For much of human history we’ve decided to intervene at the point of no return for the safety of society. As the speaker notes, this is much more expensive than earlier interventions. It also means the human capital that we’ve invested in through education and other spending brings a lower rate of return than it would if we focused on prevention than punishment.

This is not a new idea.

Several days ago I was at a meeting where one of the speakers said (and I’m paraphrasing) “Don’t do what’s right for the community, do what’s right for yourself.” I understand the rationale behind this thought process, but it makes me sad that people feel they are so disconnected from each other that their individual liberty is separate from society.

Society is what protects individual liberty. Without it, we would all still be living in caves.

I believe we have a duty, to ourselves and our society to focus on building successes at all levels. That means recognizing that we are all connected, whether we like it or not. That’s what society is.

Through that connection, we flourish through our successes and suffer through our failures together, even if we don’t immediately see it.

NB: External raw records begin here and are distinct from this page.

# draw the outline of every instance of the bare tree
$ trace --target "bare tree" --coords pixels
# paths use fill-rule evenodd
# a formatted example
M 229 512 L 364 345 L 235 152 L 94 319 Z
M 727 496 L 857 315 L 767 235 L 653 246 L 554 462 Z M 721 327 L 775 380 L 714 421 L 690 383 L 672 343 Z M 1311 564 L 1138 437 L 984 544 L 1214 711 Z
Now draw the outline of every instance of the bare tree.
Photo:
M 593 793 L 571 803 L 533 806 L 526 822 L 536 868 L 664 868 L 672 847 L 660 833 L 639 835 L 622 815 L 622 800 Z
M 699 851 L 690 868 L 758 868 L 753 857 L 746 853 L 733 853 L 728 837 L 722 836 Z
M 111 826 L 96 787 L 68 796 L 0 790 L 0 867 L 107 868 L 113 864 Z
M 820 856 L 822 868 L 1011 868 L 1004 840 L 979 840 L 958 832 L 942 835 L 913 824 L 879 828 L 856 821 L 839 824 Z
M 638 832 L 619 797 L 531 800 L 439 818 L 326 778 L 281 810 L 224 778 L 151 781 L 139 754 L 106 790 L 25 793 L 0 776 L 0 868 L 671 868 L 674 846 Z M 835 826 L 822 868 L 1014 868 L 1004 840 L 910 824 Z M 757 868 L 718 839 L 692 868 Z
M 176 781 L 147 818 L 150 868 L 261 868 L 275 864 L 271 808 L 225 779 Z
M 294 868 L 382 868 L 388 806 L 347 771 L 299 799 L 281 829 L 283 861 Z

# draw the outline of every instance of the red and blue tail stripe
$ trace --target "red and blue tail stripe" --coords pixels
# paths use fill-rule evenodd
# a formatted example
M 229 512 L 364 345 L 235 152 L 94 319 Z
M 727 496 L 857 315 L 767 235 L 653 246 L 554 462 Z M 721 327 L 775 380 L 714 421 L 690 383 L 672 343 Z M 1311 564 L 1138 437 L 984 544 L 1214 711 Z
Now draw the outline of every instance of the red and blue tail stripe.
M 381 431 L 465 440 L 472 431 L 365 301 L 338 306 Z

So making Shelby County stronger means rallying around the idea that we have to do more to address the issues we’re facing as a community rather than looking at someone else and saying, “Pick yourself up by your bootstraps”. Even the characters in the old Horatio Alger stories had help in building their success. Why is it any different now?

It isn’t.

So, if we want to reduce crime and teen pregnancy, increase educational attainment, and make our community a place people not only like to live, but want to live, we have to seek policies that help people succeed rather than focusing solely on punishing them when they fail.

Building success is building strength. Building strength through early intervention comes at a much lower cost, both financially and in human capital, than after tragedy has struck. Sure, we’ll always have people that do wrong to others or themselves, but we can have far fewer if we choose to focus on stopping it before it starts.

That’s the way to build a strong Shelby County.